出了机场,我们乘车进入华沙。初见的印象,华沙是一个很疏朗的城市,建筑物之间有着大块的树林和空地。和我见过的西欧城市不同,华沙有着许多造型简单的火柴盒式的住房,如果不是天蓝、树多,你会误以为来到了中国国内的某个大企业的宿舍区,这种社会主义的特色显示出他们确实曾经属于过“东欧”。同时,华沙这个城市的疏朗风格并非刻意所为,而是历史造就,因为这个城市屡经战火洗劫,在希特勒发动的第二次世界大战中,更是被彻底地夷为平地。战争结束后,波兰人硬是凭着民族的信念重建了这座城市。许多重要的建筑物在地面上已经荡然无存,只在油画上留下了它们的昔日景象,波兰人就是凭着油画上的面貌,使它们一座座重新屹立于城市当中。所以,当你驻足于某幢很有历史感的华美建筑之前,会发现它前面不远处会有一幅封在玻璃中的油画复制品,它告诉你,这幢建筑就是根据这幅油画复原出来的。

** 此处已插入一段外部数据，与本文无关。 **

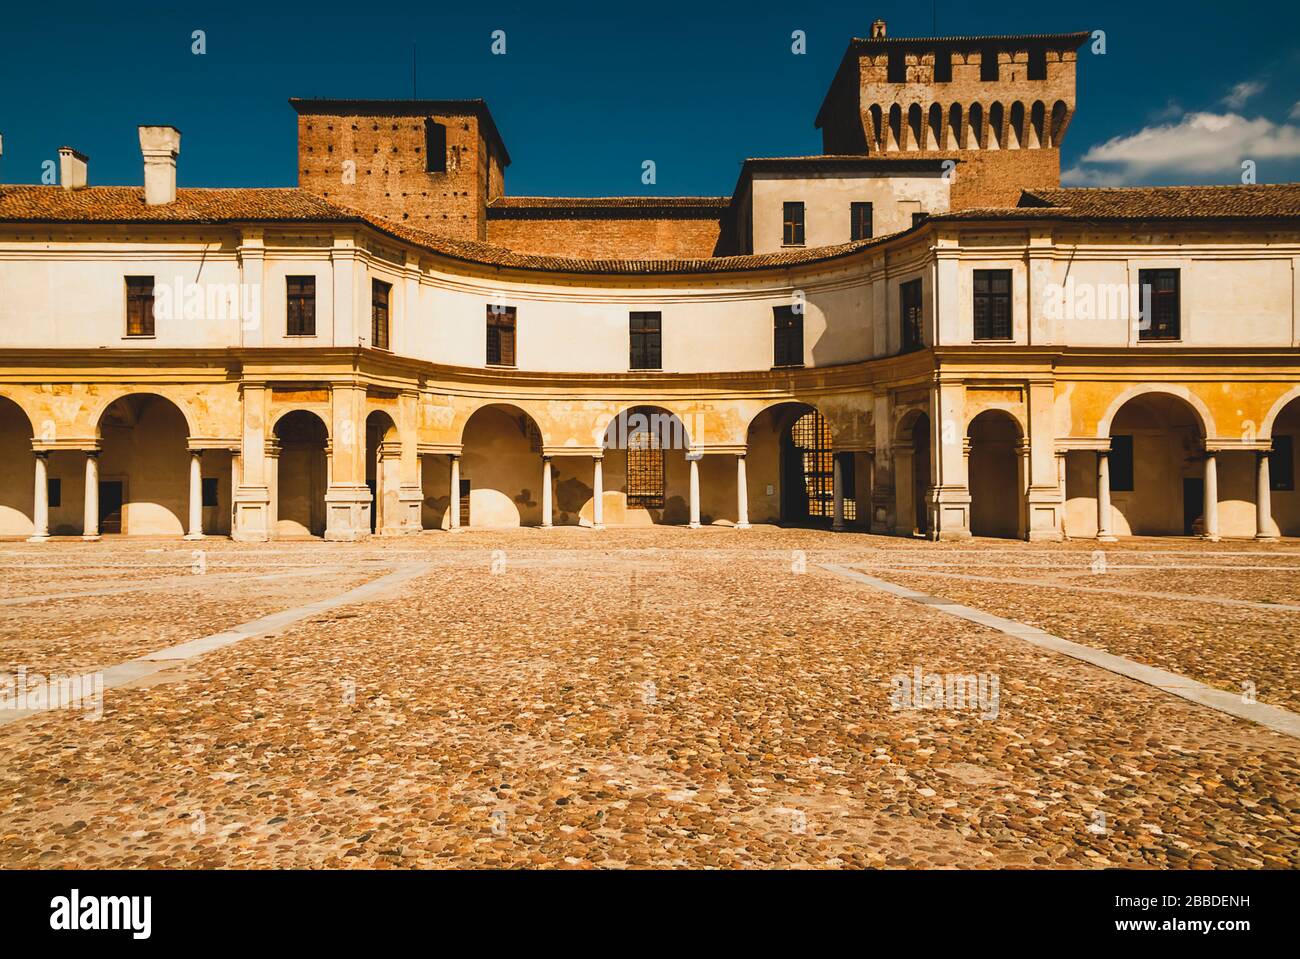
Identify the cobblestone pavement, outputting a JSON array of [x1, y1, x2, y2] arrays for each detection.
[[0, 529, 1296, 869]]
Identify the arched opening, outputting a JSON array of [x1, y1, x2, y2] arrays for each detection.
[[1049, 100, 1070, 148], [887, 104, 903, 152], [987, 102, 1004, 150], [869, 104, 884, 153], [274, 410, 328, 538], [365, 410, 398, 533], [97, 393, 190, 535], [460, 403, 545, 527], [907, 103, 924, 151], [0, 396, 35, 537], [968, 102, 984, 150], [911, 413, 931, 535], [1270, 398, 1300, 535], [1029, 101, 1046, 149], [1008, 101, 1026, 149], [1107, 393, 1206, 535], [926, 103, 943, 151], [948, 103, 964, 150], [968, 410, 1023, 539], [745, 402, 857, 526], [601, 406, 693, 525]]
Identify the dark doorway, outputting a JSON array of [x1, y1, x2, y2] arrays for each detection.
[[912, 414, 931, 535], [99, 480, 124, 534], [781, 410, 834, 524], [1182, 477, 1202, 535], [459, 479, 471, 527]]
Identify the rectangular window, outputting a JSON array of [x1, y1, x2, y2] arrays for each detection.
[[1270, 435, 1295, 492], [900, 279, 923, 352], [629, 311, 662, 371], [980, 48, 999, 81], [911, 211, 929, 228], [838, 452, 857, 522], [1138, 268, 1181, 340], [1110, 435, 1135, 492], [887, 50, 907, 83], [425, 119, 447, 174], [286, 275, 316, 336], [973, 269, 1013, 340], [486, 304, 517, 367], [933, 48, 952, 83], [201, 477, 219, 508], [773, 305, 804, 368], [47, 478, 61, 509], [850, 202, 873, 241], [125, 276, 155, 337], [626, 432, 665, 509], [782, 201, 805, 246], [1028, 47, 1047, 81], [371, 280, 391, 350]]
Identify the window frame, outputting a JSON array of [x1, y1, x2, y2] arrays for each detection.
[[625, 426, 665, 509], [782, 201, 805, 246], [850, 201, 873, 242], [900, 278, 924, 353], [773, 305, 804, 369], [370, 279, 392, 350], [1137, 268, 1181, 341], [629, 311, 662, 371], [286, 275, 316, 337], [972, 269, 1013, 341], [125, 275, 156, 338], [486, 304, 517, 368]]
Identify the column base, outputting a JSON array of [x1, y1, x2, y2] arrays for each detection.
[[183, 532, 204, 541], [1202, 533, 1221, 543], [1027, 529, 1064, 543], [936, 528, 972, 541], [736, 522, 751, 530], [1096, 534, 1118, 543], [1256, 534, 1280, 542], [26, 534, 49, 543], [231, 530, 269, 543], [81, 534, 101, 542], [688, 522, 701, 529], [592, 523, 606, 531]]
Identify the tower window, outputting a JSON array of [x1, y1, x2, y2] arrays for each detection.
[[887, 50, 907, 83], [933, 47, 952, 83], [782, 201, 805, 246], [980, 48, 999, 81], [1028, 47, 1047, 81], [425, 119, 447, 173], [851, 202, 873, 241], [486, 305, 517, 367]]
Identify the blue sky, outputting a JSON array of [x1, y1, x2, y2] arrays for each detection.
[[2, 0, 1297, 195]]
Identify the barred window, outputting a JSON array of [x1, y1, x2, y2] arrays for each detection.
[[486, 304, 517, 367], [783, 201, 805, 246], [287, 276, 316, 336], [850, 202, 873, 241], [371, 280, 391, 350], [773, 305, 803, 368], [125, 276, 155, 337], [973, 269, 1012, 340], [629, 311, 661, 370], [626, 426, 665, 509], [900, 278, 923, 352], [1138, 268, 1180, 340]]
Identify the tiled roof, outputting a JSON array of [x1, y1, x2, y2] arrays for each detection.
[[1016, 185, 1300, 219], [849, 31, 1091, 48], [489, 196, 730, 209], [0, 186, 345, 222], [486, 196, 730, 219]]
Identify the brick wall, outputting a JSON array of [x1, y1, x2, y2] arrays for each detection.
[[487, 215, 724, 259]]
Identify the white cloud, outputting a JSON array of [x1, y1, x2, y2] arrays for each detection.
[[1222, 80, 1265, 109], [1064, 111, 1300, 184], [1290, 101, 1300, 120]]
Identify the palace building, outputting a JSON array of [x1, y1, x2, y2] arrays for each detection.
[[1, 20, 1298, 543]]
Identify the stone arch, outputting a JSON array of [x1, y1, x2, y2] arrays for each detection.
[[456, 399, 551, 450], [869, 104, 885, 153], [598, 405, 694, 526], [91, 388, 197, 440], [963, 403, 1028, 439], [967, 409, 1024, 539], [270, 405, 332, 440], [273, 409, 329, 537], [907, 103, 924, 152], [460, 403, 547, 527], [1260, 385, 1300, 439], [745, 400, 851, 526], [96, 393, 192, 536], [1029, 100, 1046, 149], [926, 103, 943, 151], [947, 103, 964, 150], [365, 409, 400, 533], [887, 104, 903, 152], [987, 102, 1005, 150], [1008, 101, 1026, 149], [1105, 390, 1211, 536], [1049, 100, 1071, 147], [894, 410, 931, 535], [968, 102, 984, 150], [0, 395, 36, 537], [1096, 385, 1213, 440]]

华沙正因为其疏朗,在这些根据历史记忆复建的老式建筑和火柴盒式的社会主义风格建筑之间,又如春笋般地冒出了一些玻璃幕墙饰面的现代风格的高楼大厦,但其高其大,都不能和现在中国各大都市的摩天楼群相比,既使这样,在欧洲的城市中也算是比较新潮了。而在我们其后所见的布拉格和布达佩斯,几乎看不到以玻璃为墙的现代建筑,即便有几座,也是老老实实地蹲在由塔楼尖顶形成的城市天际线之下,不敢贸然站起,以自己的新潮来破坏这个城市的古雅。

虽然有一些现代风格的高楼,但华沙最高大的建筑还是矗立在市中心的文化和科学宫,这座体量巨大的苏联式建筑是斯大林时期的俄国老大哥援建的,典型的四方型布局,中间一个顶着红星的高塔,现在塔顶的红星没有了,但二百三十米高的塔尖依然直插天际。中国北京的农展馆和上海延安西路边的展览馆,应该都它小一号的翻版。说到这座建筑,莫尔的语气中不免有嘲讽的意味:“斯大林同志本来说是送给我们波兰人的,但是建成之后,苏联人却又对我们说,现在房子盖好了,你们给钱吧!于是我们波兰人只好给钱,让苏联人为我们盖了这座大厦。”历史就是历史,建筑也是历史,苏联的时代过去了,但这座苏式大厦却成了华沙最高也最有特色的建筑。

波兰之心

我曾经发过这样的感慨:我们这个文明古国有两千年以上的历史,但我们的历史只留在纸上;而在我们真实的生活场景中,只剩了百十年甚至只有几十年的历史。在有些城市,比如重庆,甚至三十年前的城市景观都已很难见到。而在我走过的许多欧洲城市,不说罗马这样的古城,有些城市的历史也许只有三、五百年,但这三、五百年的历史依然存在于城市居民的生活场景之中,你走过的石子路,你看见的房屋,你推开的某扇大门,都是三、五百年前的人们走过的、居住的、进出的。这样的城市、街道、房屋,保留着古色古香,却并没有破败不堪,这就是欧洲迷人的地方。(不像国内的许多旅游景点,只有古色,而无古香,因为街道、房屋和景观,都已成了仿古的复制品,而且复制的水平不敢令人恭维。)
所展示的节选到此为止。